Formé durant sa jeunesse au rythme de vie d’une ferme monastère auprès d’un père archéologue, Hubert Fenestrier, fera l’acquisition de l’imposante bâtisse en 1998. Ce n’est pas l’histoire médiévale avec ses fulgurances et ses mythes, ses héros et ses légendes, qui l’ont stimulé, mais sa passion des pierres, particulièrement celles qui racontent le moyen-âge. Hubert se revendique comme un artisan maçon autodidacte. Il a acquis au fil des années une solide expérience en retapant de nombreuses maisons dans la région. Ainsi depuis ce fameux 15 mai 1998, date à laquelle il a poussé la lourde porte d’entrée de son nouvel univers, le chevalier a définitivement délaissé son écu et sa lance pour une truelle et une gamelle.
Depuis, il a seulement eu recours pour le seconder, et de manière très ponctuelle, à quelques entreprises locales comme les artisans ferronniers. Bien sûr l’enthousiasme de bénévoles venus les premiers temps pour extraire les centaines de tonnes de gravats qui enlisaient de l’intérieur chacune des pièces de la forteresse s’est révélé indispensable. C’étaient essentiellement des scouts, mais d’autres jeunes originaires de Valencienne et d’ailleurs se sont aussi impliqués dans le déblaiement de tout ce qui encombrait la compréhension et l’accès à sa longue histoire. Une fois libéré de tout ce qui ne le concernait pas directement il restait à gérer l’essentiel : redonner toute sa noblesse à ce château millénaire devenu au fil du temps une ferme anonyme.
Hubert Fenestrier aime préciser que depuis 22 ans il assure seul les travaux de rénovation de son château comme il en gère le financement par ses propres moyens. Pas d’aides financières extérieures. Pas de subventions. Pas de comptes à rendre à quiconque. Personne à convaincre, à séduire ou simplement à solliciter. L’homme s’assume avec fierté.

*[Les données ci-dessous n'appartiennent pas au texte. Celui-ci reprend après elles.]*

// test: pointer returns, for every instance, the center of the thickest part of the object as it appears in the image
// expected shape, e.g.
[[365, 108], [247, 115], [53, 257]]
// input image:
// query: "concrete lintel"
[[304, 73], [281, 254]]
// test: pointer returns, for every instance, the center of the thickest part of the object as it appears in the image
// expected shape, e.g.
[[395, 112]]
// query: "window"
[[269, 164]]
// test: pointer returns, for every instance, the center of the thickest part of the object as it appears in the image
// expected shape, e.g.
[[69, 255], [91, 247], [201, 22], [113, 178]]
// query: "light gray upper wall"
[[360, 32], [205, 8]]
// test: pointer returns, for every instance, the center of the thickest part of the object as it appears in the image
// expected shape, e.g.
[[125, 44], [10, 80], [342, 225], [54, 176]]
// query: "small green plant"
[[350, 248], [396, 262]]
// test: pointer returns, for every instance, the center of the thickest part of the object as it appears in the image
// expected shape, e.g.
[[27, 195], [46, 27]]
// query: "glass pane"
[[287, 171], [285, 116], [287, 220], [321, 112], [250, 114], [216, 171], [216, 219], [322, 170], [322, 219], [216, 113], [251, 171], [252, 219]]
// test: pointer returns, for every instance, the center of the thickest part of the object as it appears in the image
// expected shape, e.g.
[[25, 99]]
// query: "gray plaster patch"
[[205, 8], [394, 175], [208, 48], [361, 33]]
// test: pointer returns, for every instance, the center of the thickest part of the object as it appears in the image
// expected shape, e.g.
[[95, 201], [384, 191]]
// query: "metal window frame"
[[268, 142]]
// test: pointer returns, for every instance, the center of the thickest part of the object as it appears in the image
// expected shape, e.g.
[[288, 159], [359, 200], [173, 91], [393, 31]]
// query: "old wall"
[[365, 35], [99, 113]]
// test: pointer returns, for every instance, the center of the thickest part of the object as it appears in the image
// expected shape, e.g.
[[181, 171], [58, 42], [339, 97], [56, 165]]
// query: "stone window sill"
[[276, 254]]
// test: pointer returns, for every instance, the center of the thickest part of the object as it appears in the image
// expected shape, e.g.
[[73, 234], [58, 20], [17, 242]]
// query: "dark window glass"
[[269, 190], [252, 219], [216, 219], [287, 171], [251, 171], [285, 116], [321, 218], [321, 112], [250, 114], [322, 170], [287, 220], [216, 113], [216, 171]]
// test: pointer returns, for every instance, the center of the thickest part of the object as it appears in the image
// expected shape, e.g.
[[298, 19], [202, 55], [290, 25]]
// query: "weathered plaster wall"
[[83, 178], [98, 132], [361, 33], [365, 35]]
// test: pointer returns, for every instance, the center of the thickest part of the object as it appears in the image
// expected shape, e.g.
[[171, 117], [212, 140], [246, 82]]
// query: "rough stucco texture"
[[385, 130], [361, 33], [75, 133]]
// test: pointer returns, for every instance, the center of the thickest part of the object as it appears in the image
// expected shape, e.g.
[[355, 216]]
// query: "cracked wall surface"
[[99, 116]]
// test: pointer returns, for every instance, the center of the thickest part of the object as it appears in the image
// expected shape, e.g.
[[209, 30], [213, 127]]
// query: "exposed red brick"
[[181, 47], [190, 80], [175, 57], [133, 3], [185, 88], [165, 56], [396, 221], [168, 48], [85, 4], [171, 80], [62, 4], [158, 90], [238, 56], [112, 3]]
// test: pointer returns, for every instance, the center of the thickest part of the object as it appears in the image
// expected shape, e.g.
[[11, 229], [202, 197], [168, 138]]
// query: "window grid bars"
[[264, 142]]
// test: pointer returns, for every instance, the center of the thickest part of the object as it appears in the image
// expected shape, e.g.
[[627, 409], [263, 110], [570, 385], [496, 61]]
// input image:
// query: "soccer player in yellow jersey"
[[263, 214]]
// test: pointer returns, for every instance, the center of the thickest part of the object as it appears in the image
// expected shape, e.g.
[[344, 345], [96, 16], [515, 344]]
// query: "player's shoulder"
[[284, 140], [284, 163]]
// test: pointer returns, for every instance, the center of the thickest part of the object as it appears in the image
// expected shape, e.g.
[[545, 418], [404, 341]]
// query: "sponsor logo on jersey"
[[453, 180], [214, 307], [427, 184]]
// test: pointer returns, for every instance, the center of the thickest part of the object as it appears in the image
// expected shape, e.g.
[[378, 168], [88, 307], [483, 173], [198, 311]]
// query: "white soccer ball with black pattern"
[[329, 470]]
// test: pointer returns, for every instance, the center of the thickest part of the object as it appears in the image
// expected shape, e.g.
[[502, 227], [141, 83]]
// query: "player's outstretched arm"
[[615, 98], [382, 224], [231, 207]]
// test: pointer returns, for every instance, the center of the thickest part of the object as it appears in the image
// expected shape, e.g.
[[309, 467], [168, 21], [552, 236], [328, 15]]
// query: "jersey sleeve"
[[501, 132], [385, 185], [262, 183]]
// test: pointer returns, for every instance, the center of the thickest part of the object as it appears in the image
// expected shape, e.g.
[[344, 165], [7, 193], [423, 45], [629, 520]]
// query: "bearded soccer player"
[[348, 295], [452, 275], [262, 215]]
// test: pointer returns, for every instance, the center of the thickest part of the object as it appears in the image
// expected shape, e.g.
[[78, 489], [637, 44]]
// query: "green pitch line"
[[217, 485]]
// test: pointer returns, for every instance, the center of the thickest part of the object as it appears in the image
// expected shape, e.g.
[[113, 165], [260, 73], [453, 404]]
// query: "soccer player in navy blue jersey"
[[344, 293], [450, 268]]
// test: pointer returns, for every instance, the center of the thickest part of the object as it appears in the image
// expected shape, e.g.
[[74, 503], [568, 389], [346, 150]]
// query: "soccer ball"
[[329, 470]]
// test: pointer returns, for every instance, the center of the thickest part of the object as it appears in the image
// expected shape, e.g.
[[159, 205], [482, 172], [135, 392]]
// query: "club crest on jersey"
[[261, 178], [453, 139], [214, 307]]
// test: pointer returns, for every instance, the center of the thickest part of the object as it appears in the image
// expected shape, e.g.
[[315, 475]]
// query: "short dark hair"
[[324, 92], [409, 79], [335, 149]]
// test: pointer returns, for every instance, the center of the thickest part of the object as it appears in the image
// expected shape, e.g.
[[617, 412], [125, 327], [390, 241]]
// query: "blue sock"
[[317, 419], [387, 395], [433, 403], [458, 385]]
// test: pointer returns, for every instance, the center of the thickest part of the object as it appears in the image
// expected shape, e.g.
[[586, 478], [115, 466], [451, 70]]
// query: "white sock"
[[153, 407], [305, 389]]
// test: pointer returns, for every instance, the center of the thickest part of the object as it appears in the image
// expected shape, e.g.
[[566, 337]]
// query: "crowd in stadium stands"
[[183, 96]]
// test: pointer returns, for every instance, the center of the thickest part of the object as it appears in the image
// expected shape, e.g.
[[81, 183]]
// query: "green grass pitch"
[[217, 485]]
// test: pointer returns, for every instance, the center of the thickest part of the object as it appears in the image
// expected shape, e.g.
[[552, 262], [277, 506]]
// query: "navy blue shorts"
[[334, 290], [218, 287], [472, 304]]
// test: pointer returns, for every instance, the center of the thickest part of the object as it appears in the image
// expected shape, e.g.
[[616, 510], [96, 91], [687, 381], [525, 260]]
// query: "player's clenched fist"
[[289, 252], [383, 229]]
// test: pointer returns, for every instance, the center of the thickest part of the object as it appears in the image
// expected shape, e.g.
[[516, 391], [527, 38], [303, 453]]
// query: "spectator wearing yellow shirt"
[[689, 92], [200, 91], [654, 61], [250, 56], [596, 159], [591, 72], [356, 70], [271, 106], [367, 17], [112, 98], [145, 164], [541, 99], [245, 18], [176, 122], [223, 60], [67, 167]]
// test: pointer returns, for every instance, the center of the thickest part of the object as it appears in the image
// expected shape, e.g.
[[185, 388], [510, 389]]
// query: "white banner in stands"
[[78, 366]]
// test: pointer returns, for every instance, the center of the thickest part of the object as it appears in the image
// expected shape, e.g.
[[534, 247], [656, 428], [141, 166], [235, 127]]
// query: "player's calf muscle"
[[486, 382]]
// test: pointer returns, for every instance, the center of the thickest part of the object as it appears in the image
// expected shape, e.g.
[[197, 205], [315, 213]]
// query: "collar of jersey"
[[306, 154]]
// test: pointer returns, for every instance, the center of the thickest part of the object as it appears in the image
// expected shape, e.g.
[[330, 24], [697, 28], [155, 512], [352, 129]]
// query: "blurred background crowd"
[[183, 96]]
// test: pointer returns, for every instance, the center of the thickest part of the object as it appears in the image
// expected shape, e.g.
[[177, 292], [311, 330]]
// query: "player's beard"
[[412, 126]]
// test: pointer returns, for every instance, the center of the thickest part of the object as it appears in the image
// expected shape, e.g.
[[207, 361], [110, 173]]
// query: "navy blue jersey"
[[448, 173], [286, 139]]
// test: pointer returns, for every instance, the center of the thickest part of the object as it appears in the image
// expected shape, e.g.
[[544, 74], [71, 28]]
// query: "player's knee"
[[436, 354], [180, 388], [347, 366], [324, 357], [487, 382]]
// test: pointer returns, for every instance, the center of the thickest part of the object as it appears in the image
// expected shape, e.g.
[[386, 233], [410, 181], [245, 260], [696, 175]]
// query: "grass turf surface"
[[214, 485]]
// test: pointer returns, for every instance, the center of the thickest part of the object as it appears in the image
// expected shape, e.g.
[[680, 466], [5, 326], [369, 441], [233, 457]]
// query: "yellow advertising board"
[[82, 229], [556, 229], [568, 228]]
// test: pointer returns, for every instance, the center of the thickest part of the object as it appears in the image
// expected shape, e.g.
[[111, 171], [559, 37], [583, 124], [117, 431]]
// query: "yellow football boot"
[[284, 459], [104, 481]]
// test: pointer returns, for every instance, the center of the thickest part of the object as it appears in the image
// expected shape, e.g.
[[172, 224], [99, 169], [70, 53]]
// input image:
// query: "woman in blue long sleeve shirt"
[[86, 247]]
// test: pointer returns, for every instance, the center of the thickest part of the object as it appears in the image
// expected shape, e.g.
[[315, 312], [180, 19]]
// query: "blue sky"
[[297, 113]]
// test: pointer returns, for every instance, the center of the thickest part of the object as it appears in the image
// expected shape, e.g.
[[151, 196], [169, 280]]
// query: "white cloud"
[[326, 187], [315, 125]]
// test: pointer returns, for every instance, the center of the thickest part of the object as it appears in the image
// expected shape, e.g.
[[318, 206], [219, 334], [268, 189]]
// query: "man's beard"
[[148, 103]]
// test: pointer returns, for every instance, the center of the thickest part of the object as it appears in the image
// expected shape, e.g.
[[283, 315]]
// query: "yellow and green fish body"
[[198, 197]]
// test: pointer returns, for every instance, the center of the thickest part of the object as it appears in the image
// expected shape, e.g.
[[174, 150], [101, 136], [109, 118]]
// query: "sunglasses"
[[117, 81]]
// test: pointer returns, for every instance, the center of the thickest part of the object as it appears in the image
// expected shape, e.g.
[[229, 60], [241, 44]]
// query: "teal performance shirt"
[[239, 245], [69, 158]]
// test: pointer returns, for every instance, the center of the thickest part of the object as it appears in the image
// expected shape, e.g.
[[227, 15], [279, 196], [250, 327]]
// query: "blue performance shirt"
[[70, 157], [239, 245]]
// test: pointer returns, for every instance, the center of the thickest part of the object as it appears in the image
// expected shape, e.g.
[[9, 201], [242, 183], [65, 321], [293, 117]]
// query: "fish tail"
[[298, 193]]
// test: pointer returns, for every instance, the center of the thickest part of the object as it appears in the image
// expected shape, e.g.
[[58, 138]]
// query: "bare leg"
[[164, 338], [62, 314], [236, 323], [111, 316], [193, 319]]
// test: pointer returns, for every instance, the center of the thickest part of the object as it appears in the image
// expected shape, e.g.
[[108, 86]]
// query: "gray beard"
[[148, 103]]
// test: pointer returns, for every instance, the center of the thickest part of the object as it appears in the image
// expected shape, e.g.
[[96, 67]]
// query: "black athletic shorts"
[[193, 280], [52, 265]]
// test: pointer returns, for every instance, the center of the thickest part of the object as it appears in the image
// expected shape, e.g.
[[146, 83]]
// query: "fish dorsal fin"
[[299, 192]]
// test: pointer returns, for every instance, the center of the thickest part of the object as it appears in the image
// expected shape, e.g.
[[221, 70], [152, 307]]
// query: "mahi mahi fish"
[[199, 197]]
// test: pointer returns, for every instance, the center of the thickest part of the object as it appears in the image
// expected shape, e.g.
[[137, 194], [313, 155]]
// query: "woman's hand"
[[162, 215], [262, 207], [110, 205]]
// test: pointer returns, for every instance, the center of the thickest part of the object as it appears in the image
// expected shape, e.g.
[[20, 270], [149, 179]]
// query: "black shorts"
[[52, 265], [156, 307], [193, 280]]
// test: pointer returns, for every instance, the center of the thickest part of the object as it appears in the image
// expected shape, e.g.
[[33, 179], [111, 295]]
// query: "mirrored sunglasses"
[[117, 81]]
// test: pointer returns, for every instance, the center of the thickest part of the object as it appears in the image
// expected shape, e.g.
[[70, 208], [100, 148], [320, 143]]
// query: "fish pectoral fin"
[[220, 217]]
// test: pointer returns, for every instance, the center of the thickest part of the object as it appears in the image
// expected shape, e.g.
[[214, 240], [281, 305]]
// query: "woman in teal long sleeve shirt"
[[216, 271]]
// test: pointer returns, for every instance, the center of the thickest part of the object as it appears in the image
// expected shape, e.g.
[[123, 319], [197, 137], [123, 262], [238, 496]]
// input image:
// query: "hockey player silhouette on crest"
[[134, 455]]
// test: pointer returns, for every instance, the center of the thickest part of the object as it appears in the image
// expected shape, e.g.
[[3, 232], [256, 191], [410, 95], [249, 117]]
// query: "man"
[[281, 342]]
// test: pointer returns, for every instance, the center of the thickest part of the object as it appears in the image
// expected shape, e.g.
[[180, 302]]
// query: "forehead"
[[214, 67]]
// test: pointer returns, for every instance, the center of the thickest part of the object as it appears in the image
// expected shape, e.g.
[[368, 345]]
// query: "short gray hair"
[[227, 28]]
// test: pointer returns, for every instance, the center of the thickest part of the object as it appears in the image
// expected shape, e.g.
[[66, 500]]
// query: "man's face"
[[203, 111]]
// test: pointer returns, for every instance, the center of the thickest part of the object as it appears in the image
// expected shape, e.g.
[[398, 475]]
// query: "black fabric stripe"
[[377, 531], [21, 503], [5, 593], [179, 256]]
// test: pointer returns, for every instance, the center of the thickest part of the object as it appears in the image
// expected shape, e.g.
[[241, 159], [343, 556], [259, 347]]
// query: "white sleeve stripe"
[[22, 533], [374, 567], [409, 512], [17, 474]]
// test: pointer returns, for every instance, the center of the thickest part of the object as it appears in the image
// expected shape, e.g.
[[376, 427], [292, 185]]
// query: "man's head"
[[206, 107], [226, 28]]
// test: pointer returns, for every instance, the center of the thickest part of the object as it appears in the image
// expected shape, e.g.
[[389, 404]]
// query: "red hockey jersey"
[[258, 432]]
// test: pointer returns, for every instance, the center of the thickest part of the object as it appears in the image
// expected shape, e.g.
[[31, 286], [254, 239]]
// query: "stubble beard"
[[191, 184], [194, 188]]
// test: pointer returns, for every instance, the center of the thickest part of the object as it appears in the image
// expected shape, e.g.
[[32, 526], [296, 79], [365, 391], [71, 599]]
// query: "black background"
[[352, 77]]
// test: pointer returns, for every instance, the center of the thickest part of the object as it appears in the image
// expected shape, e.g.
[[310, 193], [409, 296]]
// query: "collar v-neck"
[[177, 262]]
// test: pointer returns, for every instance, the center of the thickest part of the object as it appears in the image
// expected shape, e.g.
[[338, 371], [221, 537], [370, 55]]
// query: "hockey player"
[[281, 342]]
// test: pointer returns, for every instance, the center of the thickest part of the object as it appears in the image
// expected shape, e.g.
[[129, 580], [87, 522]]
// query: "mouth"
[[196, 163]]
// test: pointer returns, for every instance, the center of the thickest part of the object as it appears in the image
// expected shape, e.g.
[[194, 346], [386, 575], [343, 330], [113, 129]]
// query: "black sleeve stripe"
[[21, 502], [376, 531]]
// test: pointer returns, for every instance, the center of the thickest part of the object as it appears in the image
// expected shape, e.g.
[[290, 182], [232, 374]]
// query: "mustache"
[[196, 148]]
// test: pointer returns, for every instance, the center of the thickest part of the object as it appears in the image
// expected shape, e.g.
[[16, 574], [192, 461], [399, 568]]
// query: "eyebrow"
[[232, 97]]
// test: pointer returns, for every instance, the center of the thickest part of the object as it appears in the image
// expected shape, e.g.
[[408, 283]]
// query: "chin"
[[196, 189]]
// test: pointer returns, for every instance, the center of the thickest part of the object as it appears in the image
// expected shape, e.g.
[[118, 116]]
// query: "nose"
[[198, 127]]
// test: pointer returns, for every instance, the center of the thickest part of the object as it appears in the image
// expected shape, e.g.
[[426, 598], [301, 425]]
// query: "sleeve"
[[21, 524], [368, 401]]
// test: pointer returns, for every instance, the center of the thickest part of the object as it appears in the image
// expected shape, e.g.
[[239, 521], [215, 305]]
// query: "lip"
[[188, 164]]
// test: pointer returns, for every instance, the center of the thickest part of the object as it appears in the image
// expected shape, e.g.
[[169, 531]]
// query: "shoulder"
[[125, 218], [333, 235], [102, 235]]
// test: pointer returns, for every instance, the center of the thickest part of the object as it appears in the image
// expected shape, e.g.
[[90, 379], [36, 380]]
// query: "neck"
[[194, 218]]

Evidemment cette autonomie revendiquée engendre quelques contraintes. Alors pour pallier cette absence d’aide extérieure, le châtelain maçon n’hésite pas à ouvrir la salle d'apparat du logis seigneurial pour des conférences et des séminaires. Il a aussi aménagé deux chambres d’hôtes. Et pour mieux séduire un large public (15 000 par an) il a fait appel à une association assurant des animations et des spectacles médiévaux : ‘’Les Corbeaux de Taranis’’. Visites théâtralisées, démonstration du maniement des armes, au tir à l’arbalète, à la baliste (machine de siège), atelier d’initiation à la calligraphie, à l’héraldique (blason) etc. En franchissant la porte du château de Montréal le visiteur bascule irrémédiablement dans un condensé habilement maîtrisé et mis en scène de ce que pouvait être la vie dans un château au moyen-âge.
Mais ce que le public ne connaîtra sans doute jamais, Hubert Fenestrier le confie à demi-mot. Son château est riche d’un millénaire d’histoires et de mystères. Il a accueilli toutes sortes de personnages. Des nobles sédentaires et des aventuriers de passage. Des pèlerins égarés et des soldats sans armée. Des vagabonds affamés et des curés en maraude. Sans doute s’y sont ourdis de vilains complots et fomentés de redoutables règlements de compte. Hubert entend la nuit tous ces acteurs du passé. Ils seraient toujours dans ces lieux, manifestant leur présence de manières aléatoires et mystérieuses. Des bruits de pas, des serrures qui grincent, une ombre furtive jamais revenue. « On entend des choses bizarres, je me sens parfois observé ». C’est ce dialogue exclusif qui le lie intimement à son château, mais ça Hubert Fenestrier ne l’ébruite pas. C’est un secret qu’il garde pour lui. Le secret du château de Montréal.